Davenport told Chadwell he and his wife had been drinking together at home earlier that evening when they began to argue about Davenport getting a new job, according to Chadwell's affidavit, which accompanied the charging documents. Davenport said their altercation was only a verbal one.
The Talkeetna man said he was about to leave the cabin with his shotgun to go target shooting, when he said his wife threatened to shoot herself if he left.
Irene Davenport grabbed the .357-caliber revolver out of a backpack, then, Davenport reportedly told troopers, put the gun to her head and shot herself. Davenport said he immediately left the cabin to report the shooting, according to court records.
Investigators were apparently suspicious of Davenport's story after they discovered what they said was evidence that a physical struggle occurred inside the cabin, according to court records.
An easy chair was lying on its back a few feet away from Irene Davenport's feet.

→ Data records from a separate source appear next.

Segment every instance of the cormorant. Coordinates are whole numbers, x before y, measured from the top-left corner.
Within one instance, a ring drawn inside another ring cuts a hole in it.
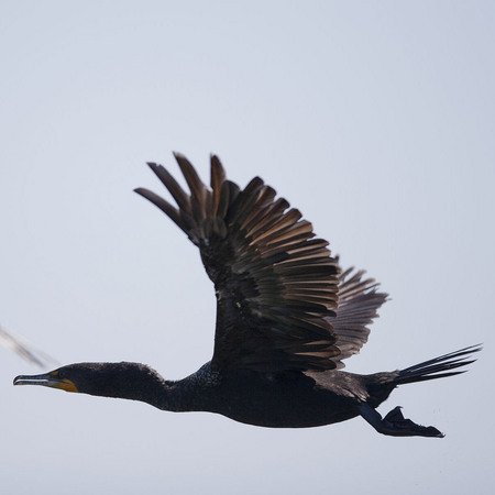
[[[472,363],[474,345],[406,367],[358,375],[342,361],[366,342],[366,328],[387,295],[341,271],[328,242],[297,209],[276,199],[260,177],[244,189],[227,180],[211,156],[208,188],[182,154],[175,158],[190,194],[161,165],[150,167],[177,208],[154,193],[138,194],[163,210],[200,251],[217,296],[215,352],[190,376],[172,382],[139,363],[78,363],[42,375],[21,375],[14,385],[142,400],[173,411],[211,411],[237,421],[305,428],[362,416],[376,431],[396,437],[442,437],[416,425],[396,407],[376,411],[398,385],[452,376]]]

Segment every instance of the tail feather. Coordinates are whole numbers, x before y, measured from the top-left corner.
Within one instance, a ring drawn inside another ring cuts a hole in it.
[[[474,363],[476,360],[471,360],[473,352],[482,350],[481,344],[471,345],[449,354],[443,354],[432,360],[424,361],[414,366],[406,367],[399,371],[397,377],[394,380],[395,385],[406,383],[426,382],[427,380],[444,378],[446,376],[459,375],[465,373],[463,371],[450,371]],[[447,372],[447,373],[442,373]]]

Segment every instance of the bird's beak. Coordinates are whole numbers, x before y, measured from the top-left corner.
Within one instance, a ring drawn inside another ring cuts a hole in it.
[[[52,373],[41,375],[19,375],[13,381],[14,385],[43,385],[44,387],[61,388],[65,392],[79,392],[70,380],[57,378]]]

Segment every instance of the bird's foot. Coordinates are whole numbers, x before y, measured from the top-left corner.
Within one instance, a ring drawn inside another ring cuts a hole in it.
[[[402,407],[397,406],[388,413],[385,418],[383,418],[383,422],[387,428],[391,428],[397,431],[397,435],[400,436],[400,432],[404,432],[404,436],[418,436],[418,437],[438,437],[442,438],[444,435],[437,430],[435,427],[425,427],[421,425],[417,425],[410,419],[406,419],[400,410]]]
[[[360,406],[361,416],[373,427],[376,431],[392,437],[437,437],[442,438],[444,435],[435,427],[424,427],[416,425],[410,419],[406,419],[399,406],[388,413],[385,418],[373,409],[369,404],[363,403]]]

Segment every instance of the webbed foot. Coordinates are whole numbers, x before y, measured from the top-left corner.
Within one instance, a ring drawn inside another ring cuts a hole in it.
[[[441,431],[432,426],[424,427],[416,425],[410,419],[406,419],[400,409],[397,406],[385,418],[382,418],[370,405],[363,403],[360,406],[361,416],[380,433],[392,437],[444,437]]]

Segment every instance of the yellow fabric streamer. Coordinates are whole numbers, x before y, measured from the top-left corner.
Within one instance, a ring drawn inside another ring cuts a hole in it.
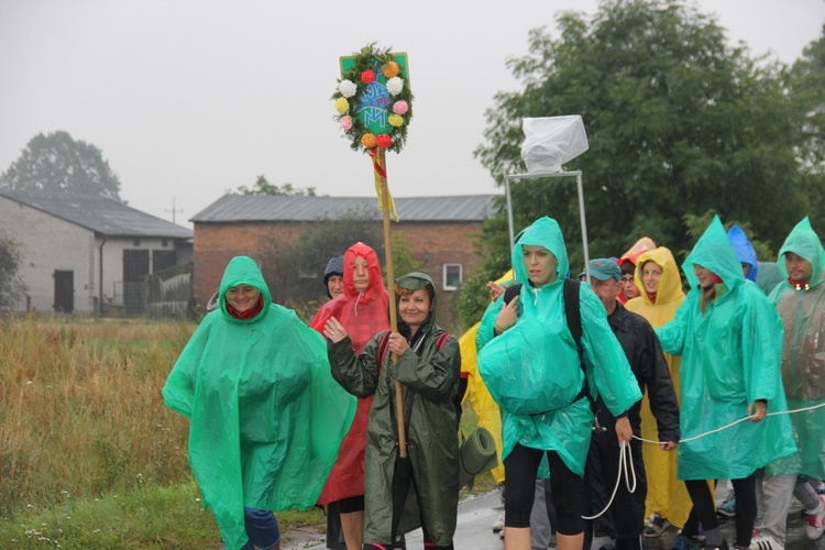
[[[373,163],[373,174],[375,175],[375,194],[378,196],[378,209],[384,208],[384,201],[381,196],[381,180],[382,178],[386,179],[387,173],[384,166],[381,165],[381,158],[378,158],[378,155],[370,156],[370,160]],[[389,204],[389,216],[393,217],[395,221],[400,221],[398,218],[398,212],[395,211],[395,201],[393,200],[393,195],[389,193],[389,187],[387,186],[387,202]]]

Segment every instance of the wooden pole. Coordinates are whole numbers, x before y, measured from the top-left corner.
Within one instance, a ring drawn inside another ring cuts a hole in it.
[[[387,173],[387,157],[383,148],[378,150],[378,164]],[[386,176],[381,176],[381,209],[384,213],[384,252],[387,261],[387,290],[389,292],[389,330],[398,332],[398,316],[395,306],[395,273],[393,270],[393,240],[389,237],[389,189]],[[393,363],[398,358],[393,354]],[[395,381],[395,416],[398,419],[398,455],[407,457],[407,428],[404,424],[404,396],[402,383]]]

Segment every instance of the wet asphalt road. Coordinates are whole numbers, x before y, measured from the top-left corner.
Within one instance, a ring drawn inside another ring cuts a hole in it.
[[[717,502],[721,503],[724,495],[717,491]],[[792,505],[788,519],[788,540],[785,550],[825,550],[825,536],[818,540],[807,540],[805,527],[807,521],[800,515],[799,503]],[[493,492],[462,502],[459,505],[459,522],[455,531],[455,550],[503,550],[504,541],[494,534],[491,526],[502,512],[502,503],[498,493]],[[725,539],[730,544],[735,537],[734,521],[722,522]],[[645,550],[670,550],[676,538],[676,528],[668,528],[660,537],[644,539]],[[407,549],[419,550],[424,548],[421,531],[407,534]],[[552,548],[552,547],[551,547]],[[310,550],[326,550],[324,544],[317,544]]]

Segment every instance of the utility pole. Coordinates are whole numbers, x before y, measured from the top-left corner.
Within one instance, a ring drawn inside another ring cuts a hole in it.
[[[165,211],[165,212],[172,212],[172,223],[175,223],[175,215],[176,215],[177,212],[183,212],[183,211],[184,211],[184,209],[183,209],[183,208],[180,208],[180,209],[176,209],[176,208],[175,208],[175,197],[172,197],[172,210],[164,210],[164,211]]]

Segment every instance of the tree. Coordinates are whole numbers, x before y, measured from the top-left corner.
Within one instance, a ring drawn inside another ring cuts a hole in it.
[[[499,184],[525,172],[524,117],[581,114],[590,151],[566,168],[583,173],[592,257],[620,255],[644,234],[684,250],[683,217],[711,208],[781,242],[807,199],[781,64],[729,46],[714,19],[679,0],[602,2],[591,20],[568,12],[557,22],[560,40],[530,32],[529,54],[508,61],[524,89],[497,94],[486,113],[475,154]],[[572,178],[515,182],[512,196],[517,231],[556,218],[571,265],[583,265]],[[506,229],[504,216],[487,228]],[[497,271],[481,278],[501,275],[508,244],[488,243],[496,260],[485,266]]]
[[[120,200],[120,180],[102,152],[61,131],[32,138],[20,158],[0,176],[0,187]]]
[[[11,309],[25,292],[18,276],[21,261],[18,243],[0,233],[0,310]]]
[[[266,180],[264,175],[257,176],[255,185],[253,187],[246,187],[241,185],[238,187],[238,193],[241,195],[286,195],[289,197],[315,197],[315,187],[307,187],[300,189],[293,187],[293,184],[284,184],[282,187],[272,185]]]
[[[810,188],[807,213],[814,227],[825,227],[825,25],[820,40],[805,47],[789,73],[789,89],[801,120],[800,147],[804,186]],[[800,217],[801,218],[801,217]]]

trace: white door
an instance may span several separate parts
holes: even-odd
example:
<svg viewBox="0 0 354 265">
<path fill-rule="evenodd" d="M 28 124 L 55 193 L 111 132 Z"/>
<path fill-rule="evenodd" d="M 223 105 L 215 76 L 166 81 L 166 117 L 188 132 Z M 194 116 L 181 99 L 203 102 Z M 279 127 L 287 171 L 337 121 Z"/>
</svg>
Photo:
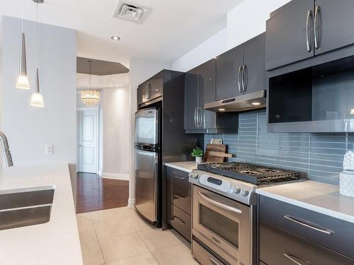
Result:
<svg viewBox="0 0 354 265">
<path fill-rule="evenodd" d="M 97 173 L 98 114 L 96 110 L 79 112 L 79 171 Z"/>
</svg>

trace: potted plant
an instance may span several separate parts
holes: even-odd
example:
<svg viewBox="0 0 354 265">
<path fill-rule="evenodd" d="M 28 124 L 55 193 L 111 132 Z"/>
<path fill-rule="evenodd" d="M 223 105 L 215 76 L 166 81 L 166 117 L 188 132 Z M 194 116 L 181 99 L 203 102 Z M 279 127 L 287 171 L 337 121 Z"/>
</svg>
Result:
<svg viewBox="0 0 354 265">
<path fill-rule="evenodd" d="M 202 149 L 198 146 L 193 149 L 191 153 L 192 156 L 195 158 L 195 163 L 202 163 L 203 154 L 204 152 L 202 151 Z"/>
</svg>

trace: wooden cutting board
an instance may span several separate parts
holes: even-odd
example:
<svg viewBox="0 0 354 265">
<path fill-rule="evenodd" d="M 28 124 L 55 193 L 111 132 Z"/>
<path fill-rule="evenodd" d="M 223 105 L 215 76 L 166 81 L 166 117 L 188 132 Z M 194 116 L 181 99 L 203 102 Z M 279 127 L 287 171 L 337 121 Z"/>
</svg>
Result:
<svg viewBox="0 0 354 265">
<path fill-rule="evenodd" d="M 224 144 L 207 144 L 204 155 L 205 163 L 223 163 L 225 159 L 224 156 L 212 155 L 210 152 L 225 153 L 226 146 Z"/>
</svg>

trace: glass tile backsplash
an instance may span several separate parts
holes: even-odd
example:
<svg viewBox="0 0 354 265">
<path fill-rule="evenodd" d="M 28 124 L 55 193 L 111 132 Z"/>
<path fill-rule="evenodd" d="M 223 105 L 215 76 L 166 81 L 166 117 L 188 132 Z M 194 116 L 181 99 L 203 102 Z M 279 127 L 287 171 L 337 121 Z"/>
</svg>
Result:
<svg viewBox="0 0 354 265">
<path fill-rule="evenodd" d="M 227 145 L 229 161 L 288 169 L 336 185 L 343 155 L 354 145 L 353 134 L 268 133 L 265 110 L 241 113 L 238 134 L 205 134 L 205 144 L 212 138 Z"/>
</svg>

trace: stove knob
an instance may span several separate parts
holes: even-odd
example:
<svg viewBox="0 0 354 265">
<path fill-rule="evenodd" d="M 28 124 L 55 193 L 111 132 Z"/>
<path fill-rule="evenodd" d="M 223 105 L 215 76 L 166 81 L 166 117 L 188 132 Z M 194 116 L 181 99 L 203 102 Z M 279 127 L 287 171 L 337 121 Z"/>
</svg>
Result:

An iron frying pan with its handle broken off was on the kitchen floor and slats from a pantry door were damaged, according to charging documents.
Investigators said in charging documents there were no apparent wounds on Irene Davenport's head consistent with a self-inflicted contact gunshot wound.
Troopers found the revolver on a long white skirt Irene Davenport was wearing. Investigators alleged that a swipe mark on the bloodied floor indicated the gun and skirt were moved after she hit the floor, according to court documents, and that there was blood on the revolver's grip, trigger, hammer, and cylinder, but not on the barrel.
A witness told troopers he was fishing in a canoe on the lake that night when he heard an altercation from inside Davenport's cabin, court records stated. Just a few hundred feet from the cabin, Glenn Turner said he strained to hear what the couple was arguing about.
According to charging documents, Turner said he heard a woman screaming, shouting several times, "Put it the f___ down." He said he then heard a loud bang he thought was a firecracker. A large man then walked out of the cabin and headed toward the highway, he said. The woman's screams stopped, Turner reported.
Sgt. Dallas Massie found a brown leather holster lying on the ground by a path about 30 yards away from the cabin, court records stated. Davenport could not tell troopers how the revolver holster ended up outside when the last time he had seen it was in his wife's hand, he told troopers.
Davenport told troopers he and his wife had married a little over a year ago, McPheron said. Davenport's cooking job had recently ended at the Mount McKinley Princess Wilderness Lodge, troopers said. Massie said he met Davenport when he was a cook at the Talkeetna Alaskan Lodge.
Massie said troopers had never received any complaints of domestic violence from the couple.
On Wednesday, troopers had received Irene Davenport's autopsy report. However, McPheron declined to comment on the results, citing the pending investigation.
Davenport was scheduled to appear Thursday at a pre-indictment hearing.